The Kakenya Center for Excellence (KCE) is a non-profit organization focused on serving the most vulnerable and underprivileged girls in Kenya. Founded by Kakenya Ntaiya in 2008, the organization has built the first primary school for girls in Enoosaen, Kenya that focuses on academic excellence, female empowerment, leadership, and community development. Located in the Keyian Division of the Trans Mara District of Kenya, the Center opened in May 2009 with 32 students. We have now enrolled 155 students in grades four through eight. KCE is the realization of Kakenya’s dream to forever alter the lives of girls in her village through education, empowerment and leadership.
MISSION
The Kakenya Center for Excellence seeks to empower and motivate young girls through education to become agents of change and to break the cycle of destructive cultural practices in Kenya such as female genital cutting and early forced marriage. These future leaders will improve their community, their nation, and the world. We challenge ourselves to come up with the best educational system for young African girls and we promise to share our model with others. We believe in impacting one girl at time, one community at time, until all girls in Africa have the opportunities they need to learn and thrive as individuals and achieve their full potential. We start our mission in Enoosaen, Kenya, where we have built the first girls’ primary boarding school.
Her Story
My life was set to follow the traditional path of all girls born in the small Maasai village of Enoosaen, Kenya where I grew up. Engaged at the age of 5, I was to be circumcised by the time I became a teenager—an event that would mark the end of my education and the beginning of my preparations for marriage.

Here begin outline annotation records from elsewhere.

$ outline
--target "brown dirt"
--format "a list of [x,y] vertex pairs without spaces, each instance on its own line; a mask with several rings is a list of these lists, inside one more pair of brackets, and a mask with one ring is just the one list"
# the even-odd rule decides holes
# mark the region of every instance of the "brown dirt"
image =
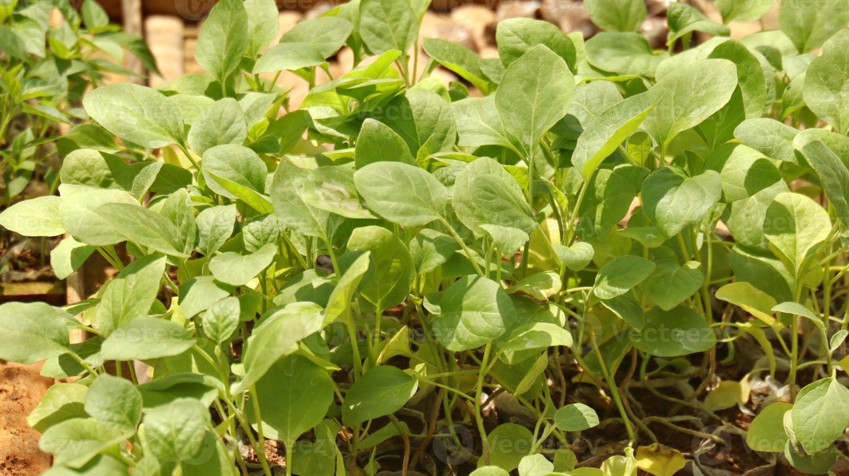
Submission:
[[38,450],[38,432],[26,417],[38,405],[53,378],[39,375],[40,364],[0,361],[0,475],[32,476],[50,468],[51,457]]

But I had a different plan. First, I negotiated with my father. I would willingly agree to be circumcised (a practice known as Female Genital Cutting) only if he would allow me to finish high school. He agreed. Then a few years later I negotiated with the village elders to do what no girl had ever done before: leave my village in southern Kenya to go to college in the United States. I promised that I would use my education to benefit Enoosaen. Showing their support, the entire village collected money to pay for my airfare to the United States.
I received a scholarship to Randolph-Macon Women’s College in Virginia. Once the girl who grew up without electricity, I became the student who wrote papers on international relations and political science on the computers at the university library. In September 2011, I received a Doctorate in Education from the University of Pittsburgh
Throughout my time in the United States, I have engaged in efforts to promote awareness of the issues affecting girls in my community. As the first Youth Advisor to the United Nations Population Fund, I have traveled around the world to speak on the importance of educating girls, particularly as a means to fight the practices of female genital mutilation and child marriage.
Today, I am working to fulfill the promise I made years ago: to return to my village and give back. I am building a girls’ school in Enoosaen so that the lives of other young African girls might forever be altered through education, empowerment and leadership. This is my dream.
Courtesy of CNN.com and kakenyasdream.org
2 Comments
by mwanawevhu
You go ladies! Women taking charge, that’s what I’m talking about. This is very inspiring.
by keli
truly inspiring, she is a woman changed and is making a change. when you educated a woman you change the village.